Mar 22, 2015

Fifth Sunday of Lent, Year B

The prophet Jeremiah tells us about God’s promise to make a new covenant with the house of Israel and the house of Judah. It is helpful to know that, before Jeremiah’s time, the nation of Israel had split into two kingdoms: the northern part known as Israel and the southern kingdom known as Judah. God says that he will make this covenant by placing the law within them and writing it upon their hearts. “All, from the least to greatest, shall know me, says the Lord, for I will forgive their evildoing and remember their sin no more.” On the surface, it is a promise to reunite the nation of Israel. God has bigger plans than this. He wants to unite all of humanity to himself.

The Father achieves this through Jesus. He does not say they shall repent and therefore I will no longer remember their sins. Our repentance is not the cause of his mercy. His mercy is the cause of our repentance. The Father achieves this by making it so that each heart may come to know him. He reveals himself in Jesus. The Gospel of Matthew (11:27) tells us: “No one knows the Son except the Father, and no one knows the Father except the Son and those to whom the Son chooses to reveal him.” Jesus reveals the Father to us. “No man has ever seen God: the only begotten Son who is in the bosom of the Father, he has made him known.” Jesus tells us that he is the way and the truth and the life. No one comes to the Father except through him.

In the Gospel we hear today, Jesus makes clear that the coming crucifixion is the reason for which he came. “I am troubled now. Yet what should I say? ‘Father, save me from this hour? But it was for this purpose that I came to this hour. Father glorify your name.” This last utterance seems strange. How is the Father glorified through the crucifixion of his only begotten Son? We are accustomed to hear that Jesus died for our sins, to expiate them, to redeem us – literally to purchase us back from slavery to sin. This gives the sense that our sins have incurred a just sentence of wrath and the payment must be fulfilled. Therefore the Father exacts payment from his Son because we are too poor to make payment ourselves. There is a truth here: our sins do incur a just penalty. And the perfect justice of God cannot ignore this reality. But it is not the pain and suffering, physical or emotional that somehow satiates the Father in his wrath.

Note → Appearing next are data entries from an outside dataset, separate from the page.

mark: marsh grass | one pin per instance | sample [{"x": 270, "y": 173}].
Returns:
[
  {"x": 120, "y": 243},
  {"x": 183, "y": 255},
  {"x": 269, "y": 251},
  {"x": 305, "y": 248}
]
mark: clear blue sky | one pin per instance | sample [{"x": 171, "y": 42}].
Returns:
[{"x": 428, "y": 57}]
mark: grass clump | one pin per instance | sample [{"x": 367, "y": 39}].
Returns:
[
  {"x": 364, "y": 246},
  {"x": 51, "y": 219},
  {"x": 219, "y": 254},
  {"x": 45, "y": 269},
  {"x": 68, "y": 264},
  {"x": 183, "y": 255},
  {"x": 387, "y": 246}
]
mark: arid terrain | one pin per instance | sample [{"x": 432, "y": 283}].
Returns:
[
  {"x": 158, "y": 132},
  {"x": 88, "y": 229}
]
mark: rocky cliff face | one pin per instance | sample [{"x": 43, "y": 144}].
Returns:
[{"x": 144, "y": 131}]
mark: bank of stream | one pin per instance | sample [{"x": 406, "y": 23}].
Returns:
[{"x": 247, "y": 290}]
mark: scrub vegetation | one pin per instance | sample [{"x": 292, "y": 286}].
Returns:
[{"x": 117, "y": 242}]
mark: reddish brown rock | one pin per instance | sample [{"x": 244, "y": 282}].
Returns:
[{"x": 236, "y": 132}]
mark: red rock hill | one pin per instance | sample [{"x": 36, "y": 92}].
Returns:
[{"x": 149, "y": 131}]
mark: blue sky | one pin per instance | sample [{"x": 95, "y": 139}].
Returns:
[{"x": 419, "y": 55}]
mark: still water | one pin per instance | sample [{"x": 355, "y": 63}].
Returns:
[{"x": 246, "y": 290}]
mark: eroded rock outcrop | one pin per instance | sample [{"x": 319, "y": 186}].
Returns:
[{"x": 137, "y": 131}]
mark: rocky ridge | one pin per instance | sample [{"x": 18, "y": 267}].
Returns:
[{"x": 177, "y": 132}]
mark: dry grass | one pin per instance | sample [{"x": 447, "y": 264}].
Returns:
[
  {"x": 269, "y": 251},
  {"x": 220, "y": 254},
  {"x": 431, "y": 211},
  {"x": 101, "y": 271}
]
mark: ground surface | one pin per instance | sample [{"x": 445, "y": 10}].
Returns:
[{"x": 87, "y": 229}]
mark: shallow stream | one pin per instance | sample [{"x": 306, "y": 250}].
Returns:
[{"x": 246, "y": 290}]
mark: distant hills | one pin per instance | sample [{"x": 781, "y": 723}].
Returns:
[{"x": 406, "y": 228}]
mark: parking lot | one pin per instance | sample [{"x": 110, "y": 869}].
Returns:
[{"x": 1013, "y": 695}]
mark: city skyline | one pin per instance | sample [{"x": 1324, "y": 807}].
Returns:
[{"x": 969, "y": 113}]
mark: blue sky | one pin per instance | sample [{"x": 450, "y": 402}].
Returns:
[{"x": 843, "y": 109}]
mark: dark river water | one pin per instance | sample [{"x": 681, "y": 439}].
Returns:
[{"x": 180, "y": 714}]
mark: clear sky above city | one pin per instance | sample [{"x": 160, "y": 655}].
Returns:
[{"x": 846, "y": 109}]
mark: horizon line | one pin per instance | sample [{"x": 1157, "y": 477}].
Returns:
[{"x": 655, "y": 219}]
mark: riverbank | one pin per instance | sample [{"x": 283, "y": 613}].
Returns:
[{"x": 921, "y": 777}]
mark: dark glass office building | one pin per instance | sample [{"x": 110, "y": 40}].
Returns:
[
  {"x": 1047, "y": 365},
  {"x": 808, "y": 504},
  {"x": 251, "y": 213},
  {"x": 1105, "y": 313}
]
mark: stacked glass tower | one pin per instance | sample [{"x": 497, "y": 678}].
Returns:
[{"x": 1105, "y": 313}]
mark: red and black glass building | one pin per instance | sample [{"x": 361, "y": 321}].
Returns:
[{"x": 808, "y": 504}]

Rather, the motive is love. In order to open our hearts to have knowledge of the Father, the only begotten Son allowed his own heart to be pierced. There are at least two loves that we can see upon the Cross: the love of the Son for the Father, that he would not save even his own life but trusted entirely upon the Father, keeping perfect purity and innocence: even, crying out to forgive those who were crucifying him. “Father, forgive them, for they know not what they do.” The second love is the love which the Son bears towards us. He condescended to be treated as a criminal for our sake, for our crimes. He knew the pain and misery of our lives, he stooped low, the just one, to undergo a share in the injustice of this world. If we take any time at all to consider the Holy Cross, we discover an abyss of love.

The Letter to the Hebrews says, “In the days when Christ Jesus was in the flesh, he offered prayers and supplications with loud cries and tears to the one who able to save him from death, and he was heard because of his reverence. [And] he became the source of eternal salvation for all who obey him.” He cried out in our place because we do not make loud cries on account of our sins. He cried our tears. He bore our pain. He suffered our indignities. He did all this for love. It is his love which glorifies the Father’s name.

As we fast approach the end of the Lenten Season, it is time to renew our love and fervor for our Lord in our Lenten discipline by fixing our eyes upon the sign of the great love which Jesus bears for us. Let us lift him up in our hearts so that he might draw us to himself.